What does this mean? They steal company resources for themselves, or just configure things incompetently?
Over Christmas, everything died, and the brilliant sysadmin was on holiday. Nobody could get things going again for many days and so their entire SaaS business was failing. They lost a lot of business and trust as a result.
The sysadmin is now gone and they are back on AWS.
Your forming a larger dependency on a team lead against a custom system that now is a liability as new people come to the organization don't want to adopt an abandoned poorly understood project.
> entire SaaS business
> [ Unmentioned - Single Point of Failure Service dependent on a single admin ]

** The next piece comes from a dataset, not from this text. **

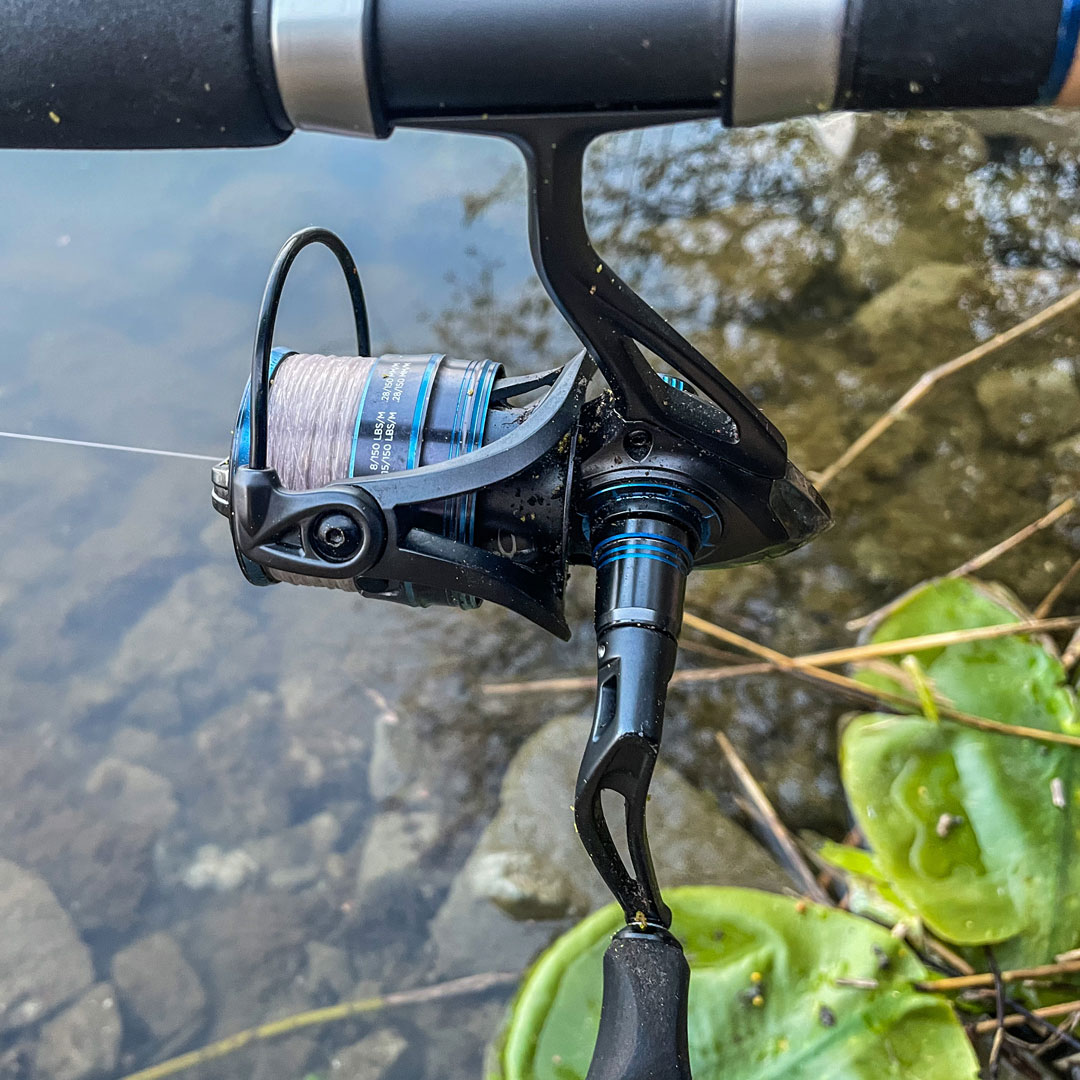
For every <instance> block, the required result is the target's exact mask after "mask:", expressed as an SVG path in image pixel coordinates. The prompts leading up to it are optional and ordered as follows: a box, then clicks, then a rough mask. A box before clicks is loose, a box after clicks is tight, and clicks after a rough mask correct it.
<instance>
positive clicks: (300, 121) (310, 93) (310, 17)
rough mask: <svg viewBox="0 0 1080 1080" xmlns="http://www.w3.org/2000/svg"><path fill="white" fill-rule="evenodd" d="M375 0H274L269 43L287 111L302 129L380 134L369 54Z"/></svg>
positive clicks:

If you are fully accounting for vacation, training, sleep etc then you need a minimum of 5 admins for mission critical services. Now, you can engineer around this to reduce your staffing requirement but I wouldn't recommend going under 2 ever because accidents happen.
This business seemed one below that, without the engineering, and I would point to the mgmt, not the brilliant admin as the problem.
This story has nothing to do with AWS or on-prem.
It's a story about incompetent management allowing a single human point of failure. If they don't change that, they'll have the same problem wherever they go.
But if you want something reliable that I can spend 30 seconds writing some terraform for, it will take an entire infra team to set up and maintain it, not to mention an entire procurement process and now having to integrate a new supply chain just for a basic multi-az setup (probably without things like backups and still without basic features the cloud gives you automatically).